After just over a month there, I gave my two-weeks’ notice. It was a much more stressful job than I’d expected, and I was almost solely dealing with upper-middle-class folks (“my people,” basically) donating their extra stuff instead of dealing with people in need. But it was the first time I’d ever given two-weeks’ notice instead of quitting on the spot, and I served out the full term in spite of an extremely strong temptation to walk out many times.
That’s when my recovery actually went into overdrive, because I became an uncle. Technically, I became an uncle 3 months before, but August ’16 was when I finally met the little guy. His name is Patrick, and he is quite possibly the cutest nephew in the world (not least because he resembles his uncle).
Through Patrick, I’ve rediscovered the tenderness I used to have that was (mostly verbally) beaten out of me in adolescence. The key was expressing that affection in front of my parents and sister. They were the ones I’d withheld it from the most. By breaking down that barrier, I’ve reconnected with emotions I’d been holding back since I started middle school over 25 years ago.
Last October, I snagged a corporate temp job at a large financial company in downtown St. Paul. My co-workers were very nice and funny. I got over my fear of conducting business over the phone, making many calls each week and actually coming to enjoy it. I was able to appreciate the courtesy and consideration of the people on the other end of the line, instead of focusing on the bad or awkward calls. (I was also lucky: Unpleasant interactions were rare.)
The fact that it came to an abrupt, unflattering end after 10 months was distressing, but I’ve managed to hold it together, even enjoying the downtime to work out and write. I think that’s a result of “growing up.” The concept of maturity is nebulous, so I’m going to try and elucidate what I mean. In this case, it means I’ve taken responsibility for my situation and stopped blaming my parents, my friends and society in general. This doesn’t mean that those people and outside forces don’t bear any responsibility for my situation, just that, if I want a better situation, it’s ultimately up to me to make the changes necessary to bring that about. It’s a utilitarian conception of self-determination. (Actually, now that I’ve articulated it, it doesn’t seem that nebulous.)
For the last 8 years I’ve been trying to hold back an ocean of shame. Living with your parents is the ultimate failure of middle-class American life. That’s rock bottom. The mental effort of walling off the shame center of my brain chopped and screwed my memory and often made me poor company: anxious, peevish, distracted.
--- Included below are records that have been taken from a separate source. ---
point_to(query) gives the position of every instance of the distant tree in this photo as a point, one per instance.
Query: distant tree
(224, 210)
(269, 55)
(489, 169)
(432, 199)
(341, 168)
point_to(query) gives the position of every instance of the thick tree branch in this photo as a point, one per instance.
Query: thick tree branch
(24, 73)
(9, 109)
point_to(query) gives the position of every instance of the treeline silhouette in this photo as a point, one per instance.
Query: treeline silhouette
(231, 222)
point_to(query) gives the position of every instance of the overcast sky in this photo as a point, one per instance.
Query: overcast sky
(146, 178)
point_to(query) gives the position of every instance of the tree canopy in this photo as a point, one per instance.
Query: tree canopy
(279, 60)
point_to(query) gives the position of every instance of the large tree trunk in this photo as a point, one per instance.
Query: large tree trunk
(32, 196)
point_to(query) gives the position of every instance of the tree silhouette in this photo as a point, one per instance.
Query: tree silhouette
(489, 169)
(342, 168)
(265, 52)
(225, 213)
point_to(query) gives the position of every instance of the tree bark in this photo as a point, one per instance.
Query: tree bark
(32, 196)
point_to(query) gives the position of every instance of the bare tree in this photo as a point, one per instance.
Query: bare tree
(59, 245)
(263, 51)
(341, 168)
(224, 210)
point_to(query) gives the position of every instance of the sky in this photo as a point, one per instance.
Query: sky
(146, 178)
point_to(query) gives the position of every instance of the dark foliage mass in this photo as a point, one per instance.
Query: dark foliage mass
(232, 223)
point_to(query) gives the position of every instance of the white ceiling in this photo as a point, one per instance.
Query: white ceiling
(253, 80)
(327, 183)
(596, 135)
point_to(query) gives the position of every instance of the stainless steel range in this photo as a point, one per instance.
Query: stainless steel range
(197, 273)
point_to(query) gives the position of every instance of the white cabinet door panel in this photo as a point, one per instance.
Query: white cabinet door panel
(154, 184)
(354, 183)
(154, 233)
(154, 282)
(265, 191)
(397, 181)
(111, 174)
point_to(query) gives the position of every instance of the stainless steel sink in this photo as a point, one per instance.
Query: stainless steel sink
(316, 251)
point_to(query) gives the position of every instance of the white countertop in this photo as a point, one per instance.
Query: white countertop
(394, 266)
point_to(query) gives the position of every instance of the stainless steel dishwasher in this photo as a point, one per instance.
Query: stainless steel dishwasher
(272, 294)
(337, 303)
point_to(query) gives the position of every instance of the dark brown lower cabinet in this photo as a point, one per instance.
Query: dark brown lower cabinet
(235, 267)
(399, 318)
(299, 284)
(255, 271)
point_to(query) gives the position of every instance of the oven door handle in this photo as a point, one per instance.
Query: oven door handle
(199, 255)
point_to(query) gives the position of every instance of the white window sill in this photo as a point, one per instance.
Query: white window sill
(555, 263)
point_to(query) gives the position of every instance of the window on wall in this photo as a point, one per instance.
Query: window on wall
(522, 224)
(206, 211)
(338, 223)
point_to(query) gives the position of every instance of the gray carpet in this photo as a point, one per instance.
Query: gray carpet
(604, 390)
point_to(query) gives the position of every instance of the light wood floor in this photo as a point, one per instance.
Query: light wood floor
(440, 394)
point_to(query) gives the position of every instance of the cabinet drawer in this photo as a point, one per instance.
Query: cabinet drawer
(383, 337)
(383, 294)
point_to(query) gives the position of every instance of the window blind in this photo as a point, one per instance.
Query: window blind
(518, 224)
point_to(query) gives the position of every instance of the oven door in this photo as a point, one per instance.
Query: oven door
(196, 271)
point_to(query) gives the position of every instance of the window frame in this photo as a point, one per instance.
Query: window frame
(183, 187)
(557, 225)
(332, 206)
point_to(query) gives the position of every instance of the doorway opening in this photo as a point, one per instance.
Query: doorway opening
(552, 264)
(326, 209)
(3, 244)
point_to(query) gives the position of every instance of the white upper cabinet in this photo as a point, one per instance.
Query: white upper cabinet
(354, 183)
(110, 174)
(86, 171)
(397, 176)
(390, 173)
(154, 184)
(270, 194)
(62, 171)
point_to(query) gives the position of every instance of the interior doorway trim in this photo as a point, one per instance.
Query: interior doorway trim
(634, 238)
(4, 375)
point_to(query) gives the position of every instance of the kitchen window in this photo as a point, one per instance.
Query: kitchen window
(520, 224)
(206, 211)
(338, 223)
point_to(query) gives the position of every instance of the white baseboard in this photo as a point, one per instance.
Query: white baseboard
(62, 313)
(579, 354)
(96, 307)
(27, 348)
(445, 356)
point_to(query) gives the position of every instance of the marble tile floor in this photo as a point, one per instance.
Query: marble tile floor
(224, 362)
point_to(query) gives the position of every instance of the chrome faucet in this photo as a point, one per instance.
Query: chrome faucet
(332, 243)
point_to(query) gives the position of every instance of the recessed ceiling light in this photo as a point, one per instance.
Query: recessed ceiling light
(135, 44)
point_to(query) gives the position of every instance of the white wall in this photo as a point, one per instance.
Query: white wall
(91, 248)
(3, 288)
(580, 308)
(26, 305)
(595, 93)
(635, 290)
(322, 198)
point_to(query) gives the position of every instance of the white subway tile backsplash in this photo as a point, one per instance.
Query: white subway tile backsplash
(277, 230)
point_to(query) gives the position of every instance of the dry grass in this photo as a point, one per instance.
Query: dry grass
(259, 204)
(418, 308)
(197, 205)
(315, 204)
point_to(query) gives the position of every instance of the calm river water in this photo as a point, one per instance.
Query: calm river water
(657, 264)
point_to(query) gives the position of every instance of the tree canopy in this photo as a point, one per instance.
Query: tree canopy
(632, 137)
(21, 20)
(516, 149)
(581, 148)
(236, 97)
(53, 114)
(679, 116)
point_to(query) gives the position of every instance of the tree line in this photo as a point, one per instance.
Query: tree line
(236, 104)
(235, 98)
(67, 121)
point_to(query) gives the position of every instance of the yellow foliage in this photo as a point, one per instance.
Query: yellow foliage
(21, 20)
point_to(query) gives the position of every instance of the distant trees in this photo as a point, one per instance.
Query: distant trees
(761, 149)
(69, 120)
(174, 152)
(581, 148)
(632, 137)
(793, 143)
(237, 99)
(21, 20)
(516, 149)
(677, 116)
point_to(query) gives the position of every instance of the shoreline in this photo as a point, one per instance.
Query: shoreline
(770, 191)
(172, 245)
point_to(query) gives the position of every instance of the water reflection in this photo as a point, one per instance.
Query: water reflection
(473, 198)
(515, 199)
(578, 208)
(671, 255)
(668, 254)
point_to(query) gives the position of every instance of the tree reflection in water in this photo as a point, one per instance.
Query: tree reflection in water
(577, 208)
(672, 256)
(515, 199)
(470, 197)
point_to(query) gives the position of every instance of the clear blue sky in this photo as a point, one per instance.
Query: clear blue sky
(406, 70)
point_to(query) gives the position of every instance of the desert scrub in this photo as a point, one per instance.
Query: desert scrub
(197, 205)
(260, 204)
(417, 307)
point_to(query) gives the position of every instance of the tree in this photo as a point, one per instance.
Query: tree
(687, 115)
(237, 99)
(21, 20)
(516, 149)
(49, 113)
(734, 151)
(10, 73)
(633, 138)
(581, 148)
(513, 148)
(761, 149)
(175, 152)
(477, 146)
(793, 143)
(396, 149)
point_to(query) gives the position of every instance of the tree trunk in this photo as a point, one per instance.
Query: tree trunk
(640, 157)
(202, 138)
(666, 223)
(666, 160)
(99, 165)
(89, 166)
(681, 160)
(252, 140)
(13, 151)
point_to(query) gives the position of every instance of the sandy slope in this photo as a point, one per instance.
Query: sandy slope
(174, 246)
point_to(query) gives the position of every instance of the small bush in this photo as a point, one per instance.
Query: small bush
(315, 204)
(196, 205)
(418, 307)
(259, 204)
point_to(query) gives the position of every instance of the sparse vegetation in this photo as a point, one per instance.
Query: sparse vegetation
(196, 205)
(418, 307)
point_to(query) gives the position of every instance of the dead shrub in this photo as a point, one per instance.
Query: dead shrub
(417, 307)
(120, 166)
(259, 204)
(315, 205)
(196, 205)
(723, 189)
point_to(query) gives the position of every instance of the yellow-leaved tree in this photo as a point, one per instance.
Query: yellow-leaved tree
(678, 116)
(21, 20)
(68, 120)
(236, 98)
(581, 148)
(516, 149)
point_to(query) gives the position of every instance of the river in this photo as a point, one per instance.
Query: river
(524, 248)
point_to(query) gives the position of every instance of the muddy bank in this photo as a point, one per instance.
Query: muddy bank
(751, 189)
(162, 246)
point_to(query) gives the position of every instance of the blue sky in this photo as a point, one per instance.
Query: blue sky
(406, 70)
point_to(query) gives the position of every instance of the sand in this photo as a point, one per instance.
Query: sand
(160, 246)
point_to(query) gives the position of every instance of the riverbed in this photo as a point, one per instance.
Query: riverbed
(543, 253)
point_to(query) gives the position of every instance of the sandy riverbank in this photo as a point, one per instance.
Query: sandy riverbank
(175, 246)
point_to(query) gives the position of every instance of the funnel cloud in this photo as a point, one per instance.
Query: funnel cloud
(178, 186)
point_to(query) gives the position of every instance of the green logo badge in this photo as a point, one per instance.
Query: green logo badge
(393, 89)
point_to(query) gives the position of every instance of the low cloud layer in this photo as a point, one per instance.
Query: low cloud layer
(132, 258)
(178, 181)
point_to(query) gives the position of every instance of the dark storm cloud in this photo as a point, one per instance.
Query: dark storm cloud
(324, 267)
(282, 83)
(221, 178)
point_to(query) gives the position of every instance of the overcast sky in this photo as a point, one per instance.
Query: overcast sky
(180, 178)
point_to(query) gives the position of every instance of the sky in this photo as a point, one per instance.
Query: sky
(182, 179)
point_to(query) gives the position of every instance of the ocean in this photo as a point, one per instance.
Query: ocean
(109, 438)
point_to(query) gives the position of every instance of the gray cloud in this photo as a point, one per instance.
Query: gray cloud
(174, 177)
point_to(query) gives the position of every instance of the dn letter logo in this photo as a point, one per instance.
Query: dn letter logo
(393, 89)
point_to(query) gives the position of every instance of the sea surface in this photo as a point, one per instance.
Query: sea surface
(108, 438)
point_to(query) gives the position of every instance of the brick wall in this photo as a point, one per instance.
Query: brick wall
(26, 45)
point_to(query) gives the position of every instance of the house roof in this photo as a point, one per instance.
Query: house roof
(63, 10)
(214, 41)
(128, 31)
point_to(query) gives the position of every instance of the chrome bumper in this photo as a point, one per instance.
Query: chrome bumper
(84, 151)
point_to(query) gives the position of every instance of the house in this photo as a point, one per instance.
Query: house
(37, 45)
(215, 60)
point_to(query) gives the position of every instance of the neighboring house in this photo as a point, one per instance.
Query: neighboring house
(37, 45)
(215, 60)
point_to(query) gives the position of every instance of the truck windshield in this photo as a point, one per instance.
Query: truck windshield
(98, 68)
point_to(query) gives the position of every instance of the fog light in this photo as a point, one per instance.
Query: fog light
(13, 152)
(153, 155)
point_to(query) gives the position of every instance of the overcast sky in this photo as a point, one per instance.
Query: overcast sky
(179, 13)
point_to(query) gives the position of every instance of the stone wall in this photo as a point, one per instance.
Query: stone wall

I didn’t think I could handle being inundated with all that shame. I didn’t think there was any (available) person who could comfort or guide me through that process. My best friends had gone, and I didn’t trust my parents to see me through that flood. I figured I could just hold it off until I moved out and got back on my feet again.
But my jobs were too stressful to allow me a sense of security; I didn’t think I could keep them long-term. And my attempts to make new friends came up empty, leaving me without the social network I thought I needed to make it in the world. I had to take a hard look in the mirror and see what I was doing wrong. I realized that it wasn’t living with my parents that made me feel immature, but the fact that I was acting like a teenager (or “failson,” for fellow listeners of Chapo Trap House).
I’ve come so far in repairing my relationship with my parents and developing gratitude for what I have instead of focusing on what I don’t, that I don’t really feel like a loser anymore. Sure, the waves of shame still lap at my feet now and then, but I think I’ve earned my place in the world as an adult and a Good Person.